BYOC is the right mode for a customer who needs a hard data-egress boundary — e.g., a regulated industry vertical or a customer whose stack contains regulated data the buyer cannot send to a third party.
Hosted
Sectum Cloud runs the synthetic-tenant substrate against the customer's reachable endpoints. Adapter configurations resolve customer secrets from a secret-manager reference the customer controls; Sectum AI receives the reference, not the secret. Probe runs and evidence pack assembly happen on Sectum AI-managed infrastructure.
Hosted is the right mode for faster onboarding and lower operational burden, with the trade-off that the Sectum AI-managed runner has read paths into the customer's reachable AI endpoints during probe runs.
The ground-truth manifest is sensitive
The ground-truth manifest is the authoritative record of which canary marker belongs to which synthetic tenant. It is the basis for the zero-false-positive property of confirmed findings — every leak is provably tied back to a planted marker.
It is treated as sensitive on three fronts:
- At rest. The manifest supports encryption at rest via an operator-supplied key reference. Production deployments are expected to enable this; the spec leans toward always-encrypt for BYOC.

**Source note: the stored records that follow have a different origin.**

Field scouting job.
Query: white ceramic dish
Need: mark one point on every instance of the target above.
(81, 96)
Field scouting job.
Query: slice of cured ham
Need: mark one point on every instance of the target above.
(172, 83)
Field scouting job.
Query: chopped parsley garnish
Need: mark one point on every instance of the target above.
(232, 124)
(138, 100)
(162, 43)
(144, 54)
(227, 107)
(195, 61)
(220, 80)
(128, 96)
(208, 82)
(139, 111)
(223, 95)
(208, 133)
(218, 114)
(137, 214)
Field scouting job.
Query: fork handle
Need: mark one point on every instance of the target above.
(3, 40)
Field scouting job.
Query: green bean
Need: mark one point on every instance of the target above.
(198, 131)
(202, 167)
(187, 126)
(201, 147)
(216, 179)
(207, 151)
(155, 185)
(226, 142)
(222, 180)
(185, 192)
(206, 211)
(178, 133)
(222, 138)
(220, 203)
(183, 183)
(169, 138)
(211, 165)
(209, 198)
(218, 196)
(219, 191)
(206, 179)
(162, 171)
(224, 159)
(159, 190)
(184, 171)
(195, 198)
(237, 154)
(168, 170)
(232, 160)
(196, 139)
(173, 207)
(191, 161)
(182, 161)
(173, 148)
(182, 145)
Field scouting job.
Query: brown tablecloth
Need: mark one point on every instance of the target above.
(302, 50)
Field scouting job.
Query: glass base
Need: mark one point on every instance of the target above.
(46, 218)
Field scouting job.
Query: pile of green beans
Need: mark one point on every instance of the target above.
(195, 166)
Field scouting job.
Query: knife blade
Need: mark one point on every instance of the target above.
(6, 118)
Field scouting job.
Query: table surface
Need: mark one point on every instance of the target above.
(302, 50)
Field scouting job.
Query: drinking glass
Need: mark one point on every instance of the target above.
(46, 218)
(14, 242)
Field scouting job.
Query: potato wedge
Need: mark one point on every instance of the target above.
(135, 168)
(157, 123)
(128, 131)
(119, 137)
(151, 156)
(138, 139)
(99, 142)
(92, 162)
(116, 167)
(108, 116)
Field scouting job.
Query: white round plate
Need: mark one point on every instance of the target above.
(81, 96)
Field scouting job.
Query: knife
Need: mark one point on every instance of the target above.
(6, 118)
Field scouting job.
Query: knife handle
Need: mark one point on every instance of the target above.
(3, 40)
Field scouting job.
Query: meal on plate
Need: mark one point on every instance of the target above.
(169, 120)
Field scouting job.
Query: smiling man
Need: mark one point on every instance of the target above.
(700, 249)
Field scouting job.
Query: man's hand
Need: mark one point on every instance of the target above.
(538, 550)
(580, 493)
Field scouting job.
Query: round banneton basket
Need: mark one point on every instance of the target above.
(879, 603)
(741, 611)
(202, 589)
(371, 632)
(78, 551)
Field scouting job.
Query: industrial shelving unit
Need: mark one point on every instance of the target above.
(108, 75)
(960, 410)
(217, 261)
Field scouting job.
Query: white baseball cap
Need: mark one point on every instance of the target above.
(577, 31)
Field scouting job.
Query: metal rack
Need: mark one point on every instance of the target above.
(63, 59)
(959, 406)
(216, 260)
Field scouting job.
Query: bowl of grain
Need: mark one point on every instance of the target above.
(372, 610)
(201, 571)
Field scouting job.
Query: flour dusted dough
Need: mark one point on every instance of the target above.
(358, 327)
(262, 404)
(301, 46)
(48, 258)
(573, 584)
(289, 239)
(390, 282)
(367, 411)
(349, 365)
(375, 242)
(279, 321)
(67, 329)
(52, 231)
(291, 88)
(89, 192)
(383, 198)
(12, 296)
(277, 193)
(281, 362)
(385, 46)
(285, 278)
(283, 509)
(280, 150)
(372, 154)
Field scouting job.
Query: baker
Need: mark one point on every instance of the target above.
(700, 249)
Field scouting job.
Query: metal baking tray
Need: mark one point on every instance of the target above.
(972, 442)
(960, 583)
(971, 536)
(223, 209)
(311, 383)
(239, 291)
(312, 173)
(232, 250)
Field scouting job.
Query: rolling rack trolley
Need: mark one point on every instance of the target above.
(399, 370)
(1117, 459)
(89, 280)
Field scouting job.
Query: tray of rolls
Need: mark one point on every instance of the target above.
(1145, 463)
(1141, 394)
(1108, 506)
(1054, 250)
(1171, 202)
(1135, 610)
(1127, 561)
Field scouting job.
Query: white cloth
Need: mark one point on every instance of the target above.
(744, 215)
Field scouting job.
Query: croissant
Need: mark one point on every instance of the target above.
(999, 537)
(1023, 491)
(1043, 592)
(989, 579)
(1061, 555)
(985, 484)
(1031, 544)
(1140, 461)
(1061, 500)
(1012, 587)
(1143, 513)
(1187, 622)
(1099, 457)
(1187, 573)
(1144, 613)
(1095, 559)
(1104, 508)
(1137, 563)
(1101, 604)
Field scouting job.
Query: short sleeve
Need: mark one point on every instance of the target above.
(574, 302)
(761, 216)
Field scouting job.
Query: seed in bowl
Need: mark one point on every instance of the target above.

- In transit. Manifest contents (raw marker plaintext, planted locations) never appear in the published evidence pack — only the manifest hash is embedded in the evidence chain. Tampering with the manifest after a run breaks verification.
- In logs. Adapter calls log marker IDs and tenancy assertions, never raw plaintext above DEBUG level. DEBUG-level logging is off by default; turning it on requires an explicit operator action.
Customer-data handling
Sectum AI is synthetic by default. The default scenario uses the synthetic tenants Acme / Globex / Initech / Hooli with generated corpora; nothing in the default workflow requires real customer data.
When Sectum AI is pointed at a customer's stack:
- Probes interact with the customer's adapters via the configured endpoints. The probes read — they do not exfiltrate content; they record finding IDs and control mappings, not raw tenant data.
- In BYOC, only the signed evidence pack leaves. The pack contains: the canonical run JSON (run ID, scenario hash, manifest hash, finding records with marker IDs, control mappings), the TSA token, the Rekor inclusion proof, and the PDF rendered from those. No raw customer content.
- Hosted mode logs the same evidence-pack contents on the Sectum AI side; raw probe responses are processed in-memory and not retained.
Supply chain
- Dependencies pinned via uv lockfile; Dependabot tracks vulnerable updates.
- Pre-commit and CI run secret-scanning (gitleaks) on every push.
- Release artifacts are signed via Sigstore; SBOM generated as part of the release workflow.
- CodeQL scans land on the same CI pipeline.
Disclosure
Security issues should be reported to the address in the OSS repo's SECURITY.md: acknowledgement in 24 hours, triage in 72 hours, coordinated disclosure within 90 days.